Our challenging age demands our committed discipleship. We cannot sit idly by, as time slips by. We are asked to invest ourselves in change, and divest ourselves of all that prevents the kingdom of God coming into being. Leslie Hunter, Bishop of Sheffield 1939 to 1962, argues that the tiny agents of change – the yeast, sparks and catalysts that could be you and I – are all God has to bring about change. Writing in The Seed and the Fruit he offers this parable:
As the threats of war and the cries of the dispossessed were sounding in our ears, humanity fell into an uneasy sleep. In our sleep we dreamed that we had entered the spacious store in which the gifts of God to humanity are kept, and addressed the angel behind the counter, saying:
We have run out of the fruits of the Spirit. Can you restock us?

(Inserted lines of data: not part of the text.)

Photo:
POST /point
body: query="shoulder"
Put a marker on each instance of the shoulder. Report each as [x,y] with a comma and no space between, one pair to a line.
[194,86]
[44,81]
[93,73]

When the angel seemed about to say no, we burst out:
In place of violence, terrorism, war, afflictions and injustice, lying and lust, we need love, joy, peace, integrity, discipline. Without these we shall all be lost.
And then the angel behind the counter replied,
We do not stock fruits here. Only seeds.
From: An Advent Manifesto by Martyn Percy
Lent gives us the opportunity for some gardening
Through the Lent Prayer Blog, I hope to encourage us all to try growing the seeds of the fruit of the Holy Spirit. There will be 2 days to consider how God gives us each gift and then 3 days to consider how we can grow and nurture the seeds of that fruit.